1. ## [SOLVED] finitely many idempotents

If $R$ is a reduced ring and has only finitely many idempotents then prove that $R$ is a direct product of a finite number of indecomposable zero-dimensional reduced rings i.e. fields .

2. Originally Posted by xixi
If $R$ is a reduced ring and has only finitely many idempotents then prove that $R$ is a direct product of a finite number of indecomposable zero-dimensional reduced rings i.e. fields .
first of all we need our ring to be commutative. second of all, the claim is basically false and $R=\mathbb{Z}$ is a counter-example. certainly there's something missing in your question.

3. Originally Posted by NonCommAlg
first of all we need our ring to be commutative. second of all, the claim is basically false and $R=\mathbb{Z}$ is a counter-example. certainly there's something missing in your question.
Yes , $R$ is commutative & I have missed this assumption that every principal ideal of $R$ is an idempotent ideal , sorry!

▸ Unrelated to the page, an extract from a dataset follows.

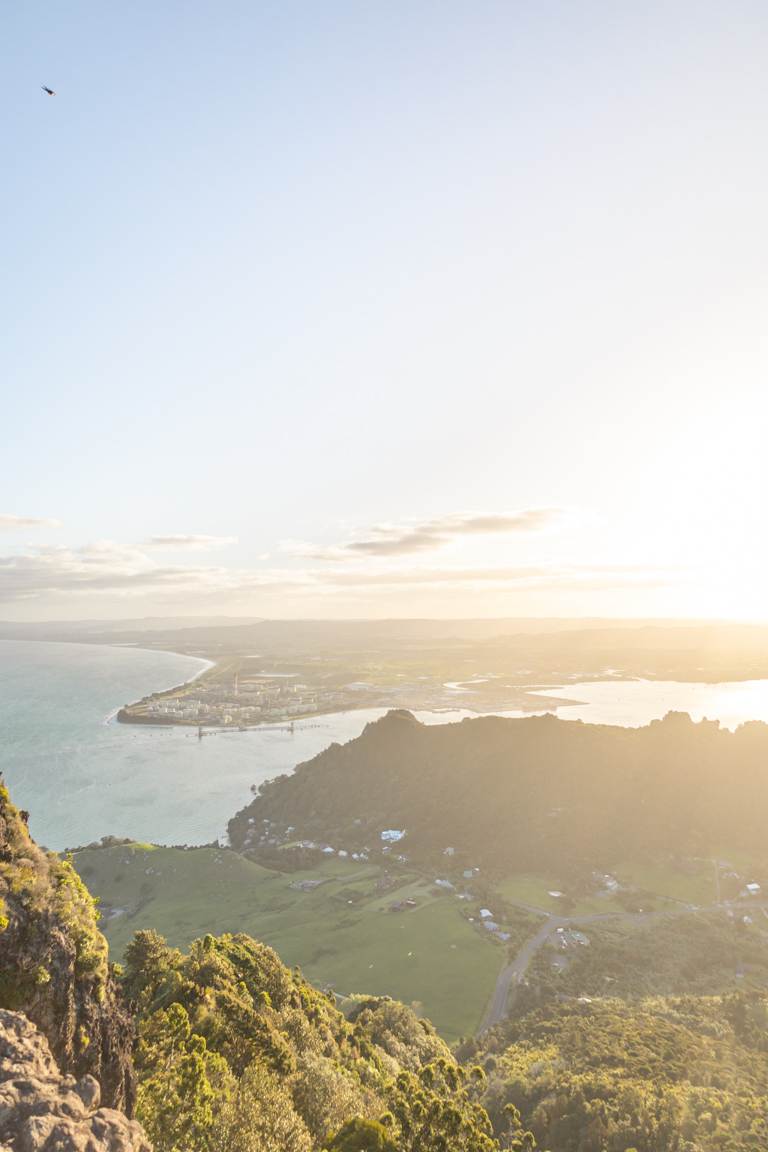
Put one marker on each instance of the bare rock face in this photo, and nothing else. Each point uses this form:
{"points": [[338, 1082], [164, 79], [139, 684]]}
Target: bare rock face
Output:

4. Originally Posted by xixi
Yes , $R$ is commutative & I have missed this assumption that every principal ideal of $R$ is an idempotent ideal , sorry!
but then we wouldn't need the condition "R is reduced" anymore because it would be a result of the conditions "R is commutative" and "every principal ideal of R is an idempotent". here's why:

suppose $x^2=0.$ then, since $Rx=Rx^2=\{0\},$ we'll get $x=0,$ i.e. R is reduced. anyway, i'll assume the problem is this:

Claim: let R be a commutative ring with 1. if the number of idempotents of R is finite and every principal ideal of R is an idempotent ideal, then R is a direct product of finitely many fields.

Proof of the claim:

1) $J(R)=\{0\},$ where $J(R)$ is the Jacobson radical of $R$.

Proof: let $x \in J(R).$ since $Rx=R x^2,$ we have $x=yx^2,$ for some $y \in R.$ thus $x(1-yx)=0$ and hence $x=0$ because $1-yx$ is a unit of R.

2) every principal ideal of R is generated by an idempotent.

Proof: let $I=Rx.$ since $Rx=Rx^2,$ we have $x=yx^2$ for some $y \in R.$ then $xy=e$ is an idempotent and it's easy to see that $I=Re.$

3) R is artinian.

Proof: since the number of idempotents of R is finite, the number of principal ideals of R must also be finite, by 2). so the number of ideals of R is finite and thus R is artinian.

4) R is a direct product of finitely many fields.

Proof: by 1) and 3), R is a commutative semisimple ring and therefore, by Wedderburn-Artin theorem, R is a direct product of finitely many fields.